Thankfully, the Oregon Invasive Species Council developed a Readiness and Response Plan for when the Emerald Ash Borer would show up (https://www.oregoninvasivespeciescouncil.org/eab). Any ideas for an iNaturalist project that would be helpful? It should at least include sightings of the borers, and maybe suspect Ash trees that people could check out and keep track of. Anything else?
My grandparents’ place in New York State had many lovely ashes until I was a teenager. Then the ash borers came through and every large ash died within ten years. Many of them still re-sprout from the roots but I’ve not seen a single adult-sized ash.
Disturbing news; I wonder if parasitoid biocontrol can be approved for this area, as it has in other places?
at least they seem to have got them all quickly, hopefully they will be fine.
I live in Wisconsin. Here, in about a third of the state all of the ash are dead and the other two thirds the ash are dying. Biocontrol doesn’t seem to do much even in areas it is implemented. Blue Ash seems fairly resistant for whatever reason but that’s our rarest native ash species, the other ash species (White, Green, and Black) are some of our most common and important trees (both ecologically and economically) and they’ll be pretty much entirely removed from the ecosystem within the next few years.
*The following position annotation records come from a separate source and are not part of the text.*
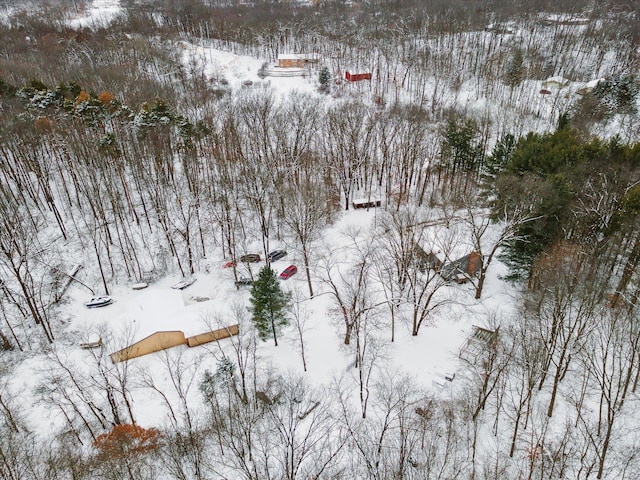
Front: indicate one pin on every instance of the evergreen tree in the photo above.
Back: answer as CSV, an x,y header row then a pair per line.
x,y
514,73
269,304
324,78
I hate to say it but the slogan “Kiss Your Ash Goodbye” from a decade or so ago holds true unless we can find a good way to get rid of them.
The infestation was found in a well-frequented area, simply because someone knew what they were looking at. Its likely that there are other EAB infestations in trees that are harder to reach and detect, or have gone so far unnoticed.
This is bad news for our Oregon ash trees and for the health of the Willamette river and other river ecosystems where ash plays a role in bank stability. Look for sickly ash trees, those distinctive D-shaped exit holes and serpentine borer tunnels under split bark.
A recent note in Science says that USDA now estimates the borers have been in the Forest Grove, Oregon, area for maybe five years! That’s so much time for populations to grow and expand. Appreciate your ash trees now and keep a good lookout. And maybe it would be good to focus some observations on all the other organisms living in Ash-dominated places.
This topic was automatically closed 60 days after the last reply. New replies are no longer allowed.